In evidence of which, BWS Financial announced that it was removing its buy rating from the stock yesterday:
RMBS continues to find ways to disappoint investors. Even though new licensees have been signed, the Company has not been able to generate an increase in revenue. ... [The] Company tries to gain acceptance with other patents in the portfolio [but] it could take a longer period of time than we had first anticipated for RMBS's stock to regain lost ground.
But is BWS jumping the gun? Might it make sense to stick around perhaps just a bit longer and see whether Rambus can pull a rabbit out of its hat?
Depends on how much cash the rabbit brings with it
It depends. Absent a court-granted windfall, Rambus doesn't look like a terribly profitable company in its own right.
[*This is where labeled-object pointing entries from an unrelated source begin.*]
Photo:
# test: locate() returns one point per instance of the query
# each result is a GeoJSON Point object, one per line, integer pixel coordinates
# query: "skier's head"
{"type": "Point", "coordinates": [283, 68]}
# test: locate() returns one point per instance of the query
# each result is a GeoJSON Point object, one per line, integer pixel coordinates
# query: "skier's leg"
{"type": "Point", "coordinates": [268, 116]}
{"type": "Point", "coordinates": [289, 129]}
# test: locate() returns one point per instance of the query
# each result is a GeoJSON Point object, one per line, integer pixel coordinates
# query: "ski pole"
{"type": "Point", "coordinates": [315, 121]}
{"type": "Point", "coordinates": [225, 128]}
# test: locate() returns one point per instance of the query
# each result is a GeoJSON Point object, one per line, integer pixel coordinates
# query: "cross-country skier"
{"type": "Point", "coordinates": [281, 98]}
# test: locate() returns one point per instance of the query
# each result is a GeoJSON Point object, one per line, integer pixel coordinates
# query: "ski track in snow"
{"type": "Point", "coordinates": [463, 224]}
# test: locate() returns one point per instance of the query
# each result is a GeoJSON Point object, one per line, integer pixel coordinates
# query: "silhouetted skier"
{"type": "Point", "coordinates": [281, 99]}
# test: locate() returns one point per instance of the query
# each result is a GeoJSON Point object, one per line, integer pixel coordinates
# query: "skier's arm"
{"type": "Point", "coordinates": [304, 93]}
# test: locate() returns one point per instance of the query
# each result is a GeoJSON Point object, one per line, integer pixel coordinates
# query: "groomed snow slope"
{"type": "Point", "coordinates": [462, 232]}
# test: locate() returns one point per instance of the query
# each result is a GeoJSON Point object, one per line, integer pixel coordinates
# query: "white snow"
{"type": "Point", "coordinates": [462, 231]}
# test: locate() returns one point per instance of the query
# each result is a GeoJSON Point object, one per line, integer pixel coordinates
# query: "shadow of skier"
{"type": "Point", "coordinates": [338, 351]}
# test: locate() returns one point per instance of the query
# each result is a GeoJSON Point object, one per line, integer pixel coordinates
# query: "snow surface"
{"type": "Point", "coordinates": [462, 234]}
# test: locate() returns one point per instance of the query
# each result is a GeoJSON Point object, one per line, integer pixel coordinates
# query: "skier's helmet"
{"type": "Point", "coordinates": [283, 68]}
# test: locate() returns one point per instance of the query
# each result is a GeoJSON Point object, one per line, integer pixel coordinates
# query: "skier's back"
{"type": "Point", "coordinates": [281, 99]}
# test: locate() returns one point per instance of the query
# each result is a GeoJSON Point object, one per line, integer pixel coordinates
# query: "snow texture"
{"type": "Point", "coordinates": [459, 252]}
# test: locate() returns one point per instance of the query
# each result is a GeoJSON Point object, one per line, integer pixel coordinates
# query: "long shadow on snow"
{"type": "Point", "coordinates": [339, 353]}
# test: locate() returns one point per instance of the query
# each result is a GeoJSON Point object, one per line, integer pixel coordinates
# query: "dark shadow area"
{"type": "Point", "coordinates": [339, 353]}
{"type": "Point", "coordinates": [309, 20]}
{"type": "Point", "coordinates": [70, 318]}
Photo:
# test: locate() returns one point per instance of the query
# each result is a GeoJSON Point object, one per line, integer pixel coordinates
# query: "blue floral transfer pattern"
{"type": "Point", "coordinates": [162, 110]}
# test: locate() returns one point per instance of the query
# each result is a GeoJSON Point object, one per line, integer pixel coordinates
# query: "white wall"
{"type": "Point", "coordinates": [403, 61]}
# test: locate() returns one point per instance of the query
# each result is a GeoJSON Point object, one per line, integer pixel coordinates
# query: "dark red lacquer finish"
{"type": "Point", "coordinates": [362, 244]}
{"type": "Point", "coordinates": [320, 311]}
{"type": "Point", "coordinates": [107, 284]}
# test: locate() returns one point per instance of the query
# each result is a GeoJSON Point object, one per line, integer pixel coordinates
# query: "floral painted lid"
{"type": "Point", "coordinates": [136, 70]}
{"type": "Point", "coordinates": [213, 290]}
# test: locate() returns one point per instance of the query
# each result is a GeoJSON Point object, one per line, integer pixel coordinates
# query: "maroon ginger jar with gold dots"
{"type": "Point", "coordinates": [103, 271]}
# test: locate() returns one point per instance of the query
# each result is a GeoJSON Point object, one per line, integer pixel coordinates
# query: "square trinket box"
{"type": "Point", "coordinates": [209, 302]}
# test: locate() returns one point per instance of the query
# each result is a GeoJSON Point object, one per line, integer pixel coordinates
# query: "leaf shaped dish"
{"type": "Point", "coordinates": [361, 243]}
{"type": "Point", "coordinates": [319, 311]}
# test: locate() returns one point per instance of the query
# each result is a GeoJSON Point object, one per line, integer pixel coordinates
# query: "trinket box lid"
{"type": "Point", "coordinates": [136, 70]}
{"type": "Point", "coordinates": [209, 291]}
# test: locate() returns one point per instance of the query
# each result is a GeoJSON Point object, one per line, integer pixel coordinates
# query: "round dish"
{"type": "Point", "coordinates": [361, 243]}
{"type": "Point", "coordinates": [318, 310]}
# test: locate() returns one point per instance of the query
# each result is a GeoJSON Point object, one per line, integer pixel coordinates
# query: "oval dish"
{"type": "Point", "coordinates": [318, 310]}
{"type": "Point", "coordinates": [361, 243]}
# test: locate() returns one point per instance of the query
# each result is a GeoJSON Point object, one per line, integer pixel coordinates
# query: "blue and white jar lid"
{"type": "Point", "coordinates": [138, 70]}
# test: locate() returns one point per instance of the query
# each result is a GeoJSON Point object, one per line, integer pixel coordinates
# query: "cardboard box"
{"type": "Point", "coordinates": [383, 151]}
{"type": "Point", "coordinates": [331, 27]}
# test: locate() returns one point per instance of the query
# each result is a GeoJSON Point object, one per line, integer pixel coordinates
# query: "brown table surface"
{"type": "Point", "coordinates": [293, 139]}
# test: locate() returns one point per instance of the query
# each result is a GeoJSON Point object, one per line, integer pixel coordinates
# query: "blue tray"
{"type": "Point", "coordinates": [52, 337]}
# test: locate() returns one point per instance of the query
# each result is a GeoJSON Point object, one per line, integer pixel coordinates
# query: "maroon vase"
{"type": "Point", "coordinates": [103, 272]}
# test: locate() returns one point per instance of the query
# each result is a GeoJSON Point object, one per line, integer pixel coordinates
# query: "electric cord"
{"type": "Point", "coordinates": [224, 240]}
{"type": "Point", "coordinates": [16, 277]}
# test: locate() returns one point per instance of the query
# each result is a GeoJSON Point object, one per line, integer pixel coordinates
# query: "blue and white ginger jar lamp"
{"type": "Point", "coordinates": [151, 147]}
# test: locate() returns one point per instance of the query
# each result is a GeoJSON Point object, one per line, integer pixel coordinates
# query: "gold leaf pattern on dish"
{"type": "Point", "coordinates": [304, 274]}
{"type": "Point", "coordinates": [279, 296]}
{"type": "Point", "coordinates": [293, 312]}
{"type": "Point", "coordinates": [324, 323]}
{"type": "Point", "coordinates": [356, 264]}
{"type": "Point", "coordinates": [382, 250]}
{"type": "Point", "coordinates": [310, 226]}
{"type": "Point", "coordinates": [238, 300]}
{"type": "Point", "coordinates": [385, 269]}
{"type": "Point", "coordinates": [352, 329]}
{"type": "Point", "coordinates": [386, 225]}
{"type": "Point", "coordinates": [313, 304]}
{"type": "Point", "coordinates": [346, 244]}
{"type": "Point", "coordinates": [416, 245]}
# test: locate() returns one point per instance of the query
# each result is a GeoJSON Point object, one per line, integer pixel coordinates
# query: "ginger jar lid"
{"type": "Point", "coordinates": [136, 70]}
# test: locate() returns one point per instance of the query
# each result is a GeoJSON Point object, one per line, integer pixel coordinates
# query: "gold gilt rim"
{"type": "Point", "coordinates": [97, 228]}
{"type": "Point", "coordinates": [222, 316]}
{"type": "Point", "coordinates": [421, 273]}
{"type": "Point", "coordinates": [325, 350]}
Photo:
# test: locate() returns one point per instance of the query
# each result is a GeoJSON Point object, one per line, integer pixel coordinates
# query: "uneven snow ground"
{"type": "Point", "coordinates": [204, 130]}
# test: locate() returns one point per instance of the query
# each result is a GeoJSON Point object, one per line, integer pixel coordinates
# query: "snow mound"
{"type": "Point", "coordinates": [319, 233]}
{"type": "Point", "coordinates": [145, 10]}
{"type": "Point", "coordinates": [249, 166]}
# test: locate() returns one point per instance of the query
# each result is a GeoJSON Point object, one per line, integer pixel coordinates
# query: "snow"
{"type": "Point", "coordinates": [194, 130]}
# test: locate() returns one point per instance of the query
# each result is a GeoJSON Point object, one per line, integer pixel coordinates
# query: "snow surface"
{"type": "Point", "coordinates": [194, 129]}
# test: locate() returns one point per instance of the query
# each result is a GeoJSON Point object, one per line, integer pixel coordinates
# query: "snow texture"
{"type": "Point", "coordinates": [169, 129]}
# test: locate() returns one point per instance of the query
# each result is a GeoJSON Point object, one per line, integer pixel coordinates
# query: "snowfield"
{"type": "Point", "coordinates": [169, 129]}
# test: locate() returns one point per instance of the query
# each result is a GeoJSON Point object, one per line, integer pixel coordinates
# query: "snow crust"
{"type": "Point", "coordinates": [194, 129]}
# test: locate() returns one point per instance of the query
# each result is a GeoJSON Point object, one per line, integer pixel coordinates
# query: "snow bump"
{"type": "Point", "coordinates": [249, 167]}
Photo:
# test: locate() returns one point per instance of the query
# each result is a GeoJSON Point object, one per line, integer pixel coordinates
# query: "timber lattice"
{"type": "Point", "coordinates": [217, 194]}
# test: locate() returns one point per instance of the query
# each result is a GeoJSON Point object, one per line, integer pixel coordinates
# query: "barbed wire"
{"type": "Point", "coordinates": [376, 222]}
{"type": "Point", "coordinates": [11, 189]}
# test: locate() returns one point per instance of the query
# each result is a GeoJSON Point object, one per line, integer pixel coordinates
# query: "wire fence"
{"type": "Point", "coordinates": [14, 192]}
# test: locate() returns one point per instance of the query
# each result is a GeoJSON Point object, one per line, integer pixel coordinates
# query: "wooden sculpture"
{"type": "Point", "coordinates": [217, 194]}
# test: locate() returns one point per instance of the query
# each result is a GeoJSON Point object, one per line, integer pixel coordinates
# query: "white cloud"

There's the quarterly loss Rambus just reported, for one thing, and the fact that GAAP "profits" at this company have run negative in four of the past five years for another.
True, the picture looks a little better from a "cash profits" perspective. Rambus generated $34 million in positive free cash flow last year, and it's averaged close to that number ($29 million) annually over the past five years.
Worst case, therefore, I'd say Rambus is a $400 million enterprise selling for about 14 times annual cash production.
That's not an unreasonable price if Rambus can generate decent, mid-teens growth going forward. The problem is that Wall Street estimates that the most we can expect out of Rambus over the next five years is about 10% annual growth -- and remember that in three of the past four quarters, Wall Street vastly overestimated the amount of profits Rambus would produce, so that "10%" number may be an optimistic assumption.
Long story short, I'd rather be short this company than long.